Another temptation is to paint the game as a glorious one-off, of the kind that has become almost as much of an England speciality as inglorious collapses. C'est magnifique, mais ce n'est pas la guerre. Well, no, it's not, but Friday's final session was as close as England cricket teams get to waging war. The batsmen were not so much attacked as subjected to aerial bombardment. Alec Stewart, the sergeant-major taking over from a wounded officer, radiated belligerence. The bowlers were disciplined, calculating and ruthless, as they had been against Zimbabwe on the same turf a month earlier. There was even a parade.

There is plenty for England to take away from this match and deploy when battle resumes, as long as they use the powers of analysis for which Stewart is, shall we say, not famous. The fact that Nasser Hussain could not play looks more like a blessing in disguise. On the field, Hussain's tactical acumen was missed only for the first two sessions. In the whole second innings, Stewart needed to make just one bowling change.

In a match in which no England batsman made more than 50 in both innings combined, an out-of-form Hussain is unlikely to have made more than the 45 that his understudy, Michael Vaughan, managed. And by being there but not there, sitting on the balcony with Duncan Fletcher, Hussain has the best possible chance of seeing which bits of this historic match to learn from, which to try and repeat and which to ignore.

The vital lesson lies in the part played by Dominic Cork. At the start, Darren Gough and Andy Caddick had one of their off-hours and the West Indies raced to 50. Stewart brought on Matthew Hoggard and Cork, the debutant and the comeback kid, and they restored a measure of order. Hoggard started well - for a debutant. He flagged at the end of his first spell and, in his second, he showed his inexperience by feeding Franklyn Rose's legside hoicks. Meanwhile, Cork started quietly, then, when the wind got behind him, he found his swing, switched on the aggression, and, helped by a good catch from Hoggard, turned the tide. From then on, every little thing he did was magic: four wickets in the first innings, three in the second, two catches, and finally, triumphantly, some calculated risks with the bat, to make sure not only that England won but that they got there on Saturday. And Hoggard? He was not needed. If he had been, he would have been quite entitled to collapse in a heap.
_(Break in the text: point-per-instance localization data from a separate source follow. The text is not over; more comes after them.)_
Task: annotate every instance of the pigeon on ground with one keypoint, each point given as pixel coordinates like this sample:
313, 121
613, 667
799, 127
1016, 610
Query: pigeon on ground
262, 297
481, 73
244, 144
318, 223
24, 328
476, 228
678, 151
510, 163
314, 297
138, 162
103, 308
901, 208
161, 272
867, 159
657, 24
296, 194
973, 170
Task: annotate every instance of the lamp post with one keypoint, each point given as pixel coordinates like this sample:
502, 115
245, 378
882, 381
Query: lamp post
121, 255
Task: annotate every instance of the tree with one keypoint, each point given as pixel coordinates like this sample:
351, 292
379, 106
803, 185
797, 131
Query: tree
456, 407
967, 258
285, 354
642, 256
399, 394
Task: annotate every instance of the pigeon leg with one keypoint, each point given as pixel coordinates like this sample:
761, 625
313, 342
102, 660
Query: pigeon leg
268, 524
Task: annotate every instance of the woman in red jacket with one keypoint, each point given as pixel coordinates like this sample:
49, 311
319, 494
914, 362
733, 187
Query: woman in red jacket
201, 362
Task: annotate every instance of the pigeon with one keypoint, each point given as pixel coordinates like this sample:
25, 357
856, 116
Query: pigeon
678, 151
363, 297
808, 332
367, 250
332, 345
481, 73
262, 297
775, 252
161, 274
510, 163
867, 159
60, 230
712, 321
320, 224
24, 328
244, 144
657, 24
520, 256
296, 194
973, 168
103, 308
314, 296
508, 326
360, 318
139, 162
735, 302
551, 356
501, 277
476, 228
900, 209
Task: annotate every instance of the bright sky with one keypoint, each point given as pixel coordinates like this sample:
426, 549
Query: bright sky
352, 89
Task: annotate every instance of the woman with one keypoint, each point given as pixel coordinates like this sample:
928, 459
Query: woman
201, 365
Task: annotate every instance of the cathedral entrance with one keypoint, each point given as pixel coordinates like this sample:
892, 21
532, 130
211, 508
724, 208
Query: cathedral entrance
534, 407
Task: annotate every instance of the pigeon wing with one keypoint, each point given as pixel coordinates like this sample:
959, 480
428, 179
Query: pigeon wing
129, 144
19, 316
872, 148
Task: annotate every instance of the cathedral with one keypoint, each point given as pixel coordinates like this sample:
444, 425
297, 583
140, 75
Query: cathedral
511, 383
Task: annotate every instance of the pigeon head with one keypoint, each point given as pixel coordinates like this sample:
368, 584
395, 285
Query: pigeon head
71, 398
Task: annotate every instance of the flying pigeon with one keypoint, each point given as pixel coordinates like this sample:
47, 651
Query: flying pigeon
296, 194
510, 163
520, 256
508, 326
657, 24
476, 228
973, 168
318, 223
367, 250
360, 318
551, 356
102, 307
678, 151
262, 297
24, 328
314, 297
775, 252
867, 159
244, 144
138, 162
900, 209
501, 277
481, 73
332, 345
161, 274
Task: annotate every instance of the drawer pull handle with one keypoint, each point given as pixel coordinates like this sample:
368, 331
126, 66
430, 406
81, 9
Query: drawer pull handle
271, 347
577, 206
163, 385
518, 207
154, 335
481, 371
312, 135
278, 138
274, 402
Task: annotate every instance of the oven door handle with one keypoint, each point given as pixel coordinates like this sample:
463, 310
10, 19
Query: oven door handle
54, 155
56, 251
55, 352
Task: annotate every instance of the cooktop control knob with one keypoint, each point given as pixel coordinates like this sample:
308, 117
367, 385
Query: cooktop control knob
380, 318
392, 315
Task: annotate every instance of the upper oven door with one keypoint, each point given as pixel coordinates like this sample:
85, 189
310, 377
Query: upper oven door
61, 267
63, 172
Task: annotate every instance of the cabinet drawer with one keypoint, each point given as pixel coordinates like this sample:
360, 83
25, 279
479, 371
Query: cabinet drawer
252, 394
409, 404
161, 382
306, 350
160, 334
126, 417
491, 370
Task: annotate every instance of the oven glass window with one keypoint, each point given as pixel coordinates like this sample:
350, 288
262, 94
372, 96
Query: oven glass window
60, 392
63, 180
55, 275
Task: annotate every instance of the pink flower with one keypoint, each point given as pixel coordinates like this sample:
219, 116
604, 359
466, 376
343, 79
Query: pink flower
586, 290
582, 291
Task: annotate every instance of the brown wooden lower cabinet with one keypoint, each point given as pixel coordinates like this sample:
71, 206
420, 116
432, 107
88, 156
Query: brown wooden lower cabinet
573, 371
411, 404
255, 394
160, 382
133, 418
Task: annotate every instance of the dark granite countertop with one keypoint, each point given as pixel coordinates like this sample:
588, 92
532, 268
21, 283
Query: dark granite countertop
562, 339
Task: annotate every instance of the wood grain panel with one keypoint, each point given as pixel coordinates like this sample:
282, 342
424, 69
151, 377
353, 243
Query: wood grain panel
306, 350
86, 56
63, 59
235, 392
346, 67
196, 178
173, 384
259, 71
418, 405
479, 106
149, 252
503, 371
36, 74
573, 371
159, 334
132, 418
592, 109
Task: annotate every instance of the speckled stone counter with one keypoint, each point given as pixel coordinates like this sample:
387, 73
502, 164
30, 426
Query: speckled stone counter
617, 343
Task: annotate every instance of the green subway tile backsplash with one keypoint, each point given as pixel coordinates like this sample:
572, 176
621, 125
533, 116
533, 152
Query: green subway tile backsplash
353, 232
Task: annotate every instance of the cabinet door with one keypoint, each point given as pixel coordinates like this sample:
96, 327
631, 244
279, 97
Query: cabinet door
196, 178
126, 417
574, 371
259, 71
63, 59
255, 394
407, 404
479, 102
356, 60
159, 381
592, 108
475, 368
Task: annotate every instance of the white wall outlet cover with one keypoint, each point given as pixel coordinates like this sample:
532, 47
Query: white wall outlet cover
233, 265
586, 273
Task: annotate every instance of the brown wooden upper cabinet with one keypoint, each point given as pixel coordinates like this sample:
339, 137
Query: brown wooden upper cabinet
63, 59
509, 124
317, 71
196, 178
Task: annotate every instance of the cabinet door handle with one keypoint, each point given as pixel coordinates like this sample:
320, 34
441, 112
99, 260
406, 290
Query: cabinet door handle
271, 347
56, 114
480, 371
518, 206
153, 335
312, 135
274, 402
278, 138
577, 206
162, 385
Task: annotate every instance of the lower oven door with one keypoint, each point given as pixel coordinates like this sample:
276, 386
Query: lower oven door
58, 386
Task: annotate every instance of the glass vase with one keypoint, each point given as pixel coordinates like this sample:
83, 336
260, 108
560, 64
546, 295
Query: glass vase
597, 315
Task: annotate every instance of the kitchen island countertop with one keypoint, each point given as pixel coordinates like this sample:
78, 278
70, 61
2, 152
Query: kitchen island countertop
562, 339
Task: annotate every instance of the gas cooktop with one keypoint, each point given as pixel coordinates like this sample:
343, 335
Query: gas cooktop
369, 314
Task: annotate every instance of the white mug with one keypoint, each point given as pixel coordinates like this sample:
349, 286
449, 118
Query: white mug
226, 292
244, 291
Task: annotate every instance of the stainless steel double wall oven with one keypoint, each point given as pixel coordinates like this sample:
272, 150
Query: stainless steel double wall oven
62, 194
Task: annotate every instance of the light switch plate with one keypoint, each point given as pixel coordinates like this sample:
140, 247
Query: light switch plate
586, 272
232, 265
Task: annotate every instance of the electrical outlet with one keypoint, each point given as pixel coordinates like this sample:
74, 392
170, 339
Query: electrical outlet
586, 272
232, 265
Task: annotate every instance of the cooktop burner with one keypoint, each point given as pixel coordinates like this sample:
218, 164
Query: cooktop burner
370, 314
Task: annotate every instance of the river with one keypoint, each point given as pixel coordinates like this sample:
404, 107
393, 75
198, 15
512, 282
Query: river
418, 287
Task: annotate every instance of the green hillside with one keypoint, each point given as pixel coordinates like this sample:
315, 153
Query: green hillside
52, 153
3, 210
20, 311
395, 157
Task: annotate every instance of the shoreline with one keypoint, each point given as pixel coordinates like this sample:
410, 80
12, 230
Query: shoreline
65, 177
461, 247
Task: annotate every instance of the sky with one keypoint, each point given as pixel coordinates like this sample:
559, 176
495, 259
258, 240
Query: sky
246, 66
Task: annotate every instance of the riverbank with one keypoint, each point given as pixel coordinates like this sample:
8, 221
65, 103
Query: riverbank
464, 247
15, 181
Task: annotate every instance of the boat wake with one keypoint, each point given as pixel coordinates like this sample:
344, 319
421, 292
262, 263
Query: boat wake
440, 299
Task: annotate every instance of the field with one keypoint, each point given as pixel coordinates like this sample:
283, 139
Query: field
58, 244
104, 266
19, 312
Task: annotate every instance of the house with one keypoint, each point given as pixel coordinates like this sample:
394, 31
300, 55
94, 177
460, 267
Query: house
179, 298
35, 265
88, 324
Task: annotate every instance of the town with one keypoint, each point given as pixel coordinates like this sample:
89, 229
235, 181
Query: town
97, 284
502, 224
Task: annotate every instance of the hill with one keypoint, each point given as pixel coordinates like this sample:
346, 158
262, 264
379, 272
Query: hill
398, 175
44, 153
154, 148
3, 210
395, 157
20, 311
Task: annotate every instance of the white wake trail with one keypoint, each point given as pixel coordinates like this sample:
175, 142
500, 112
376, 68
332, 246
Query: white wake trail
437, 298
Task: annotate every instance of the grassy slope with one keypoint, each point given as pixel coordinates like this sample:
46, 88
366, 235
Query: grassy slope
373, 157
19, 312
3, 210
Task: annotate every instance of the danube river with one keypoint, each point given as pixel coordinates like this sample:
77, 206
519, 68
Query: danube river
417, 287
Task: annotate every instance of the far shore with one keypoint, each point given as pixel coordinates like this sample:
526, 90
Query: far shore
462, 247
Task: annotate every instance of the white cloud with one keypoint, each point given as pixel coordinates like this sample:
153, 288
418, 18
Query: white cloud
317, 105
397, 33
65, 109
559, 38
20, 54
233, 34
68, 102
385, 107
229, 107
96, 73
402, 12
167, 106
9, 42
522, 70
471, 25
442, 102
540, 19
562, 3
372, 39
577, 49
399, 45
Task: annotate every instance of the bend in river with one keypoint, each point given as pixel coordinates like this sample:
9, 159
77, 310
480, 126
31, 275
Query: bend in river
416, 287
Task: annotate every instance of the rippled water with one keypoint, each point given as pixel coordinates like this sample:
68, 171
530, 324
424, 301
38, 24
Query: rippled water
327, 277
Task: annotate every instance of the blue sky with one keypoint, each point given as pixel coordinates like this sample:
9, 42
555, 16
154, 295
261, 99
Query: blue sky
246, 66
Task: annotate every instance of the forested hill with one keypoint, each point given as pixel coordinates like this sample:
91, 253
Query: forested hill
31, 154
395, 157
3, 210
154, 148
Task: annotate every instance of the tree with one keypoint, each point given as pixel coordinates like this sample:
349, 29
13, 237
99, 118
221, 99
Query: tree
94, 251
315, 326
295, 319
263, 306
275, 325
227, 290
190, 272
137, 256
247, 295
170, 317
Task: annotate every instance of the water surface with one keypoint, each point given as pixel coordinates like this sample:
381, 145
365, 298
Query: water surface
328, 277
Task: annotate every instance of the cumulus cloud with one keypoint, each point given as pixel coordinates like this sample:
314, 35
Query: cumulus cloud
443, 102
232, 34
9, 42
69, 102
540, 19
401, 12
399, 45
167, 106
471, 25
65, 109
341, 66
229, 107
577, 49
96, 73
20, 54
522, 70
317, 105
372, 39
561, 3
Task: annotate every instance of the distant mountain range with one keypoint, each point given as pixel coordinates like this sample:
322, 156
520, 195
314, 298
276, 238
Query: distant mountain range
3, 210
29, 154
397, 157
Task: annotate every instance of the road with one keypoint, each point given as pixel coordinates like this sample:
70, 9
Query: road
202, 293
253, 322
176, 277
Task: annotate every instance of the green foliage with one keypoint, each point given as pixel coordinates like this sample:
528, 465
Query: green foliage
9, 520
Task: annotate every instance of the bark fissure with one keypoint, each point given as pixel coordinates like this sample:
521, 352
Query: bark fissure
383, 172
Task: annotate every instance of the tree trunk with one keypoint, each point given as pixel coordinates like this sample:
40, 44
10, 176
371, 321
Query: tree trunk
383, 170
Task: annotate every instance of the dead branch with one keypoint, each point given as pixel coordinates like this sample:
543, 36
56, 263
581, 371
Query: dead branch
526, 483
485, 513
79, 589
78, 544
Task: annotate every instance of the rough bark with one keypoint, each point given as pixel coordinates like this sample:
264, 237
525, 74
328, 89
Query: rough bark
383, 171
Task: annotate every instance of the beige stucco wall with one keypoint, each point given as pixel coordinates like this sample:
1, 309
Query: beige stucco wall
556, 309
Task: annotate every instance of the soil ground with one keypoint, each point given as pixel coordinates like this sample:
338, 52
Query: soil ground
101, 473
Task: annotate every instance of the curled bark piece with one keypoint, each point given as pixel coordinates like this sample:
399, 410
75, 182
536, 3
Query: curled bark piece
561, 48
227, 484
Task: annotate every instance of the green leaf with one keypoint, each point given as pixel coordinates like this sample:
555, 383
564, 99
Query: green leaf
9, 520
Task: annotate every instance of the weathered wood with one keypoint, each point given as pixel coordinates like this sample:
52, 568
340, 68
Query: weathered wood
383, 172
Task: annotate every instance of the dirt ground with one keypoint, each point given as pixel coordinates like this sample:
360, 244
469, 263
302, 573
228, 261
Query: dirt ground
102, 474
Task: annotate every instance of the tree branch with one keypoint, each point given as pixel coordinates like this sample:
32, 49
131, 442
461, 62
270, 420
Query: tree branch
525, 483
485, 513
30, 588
The moral of the story is: don't pick a boy when you can pick a man, and don't bother with rabbits when you can pick a decent lower-order batsman.

Cork had seen England through in a run-chase before, at Christchurch in 1996-97. He is used to running the show for Derbyshire (probably the most political cricket club in the world). He is a big figure. He is a far, far better pick than Hoggard, or Ed Giddins, or Chris Silverwood, or Alan Mullally.

We need more like Cork. Which is no problem, because we have got them. Who was more likely to take wickets on a seaming surface at Lord's: Matthew Hoggard or Angus Fraser? The old workhorse might be surprised to find himself likened to the man once unkindly described as a show-pony, but they share a will to win and an ability to make things happen. The rest of this series is going to be as tight as a disgraced South African captain. Private Fraser, your country needs you. And there can not be any jibes about Dad's Army, because you are not half as old as Curtly or Courtney.

Graham Thorpe must come back too. There are mutterings about his demeanour off the field but, on it, he shows as much skilful combativeness as any England batsman. Mark Ramprakash should join him in the middle order, where he averages 41 in his past four series. And please, General Graveney, either free Stewart to get back in the runs (since his hundred against Zimbabwe, he has made 84 in six Test innings) by calling up Jack Russell, or make proper use of the spare place at No 7 by giving it to a batsman rather than a patently redundant fifth seamer.

Tim de Lisle is editor of Wisden Cricket Monthly and wisden.com.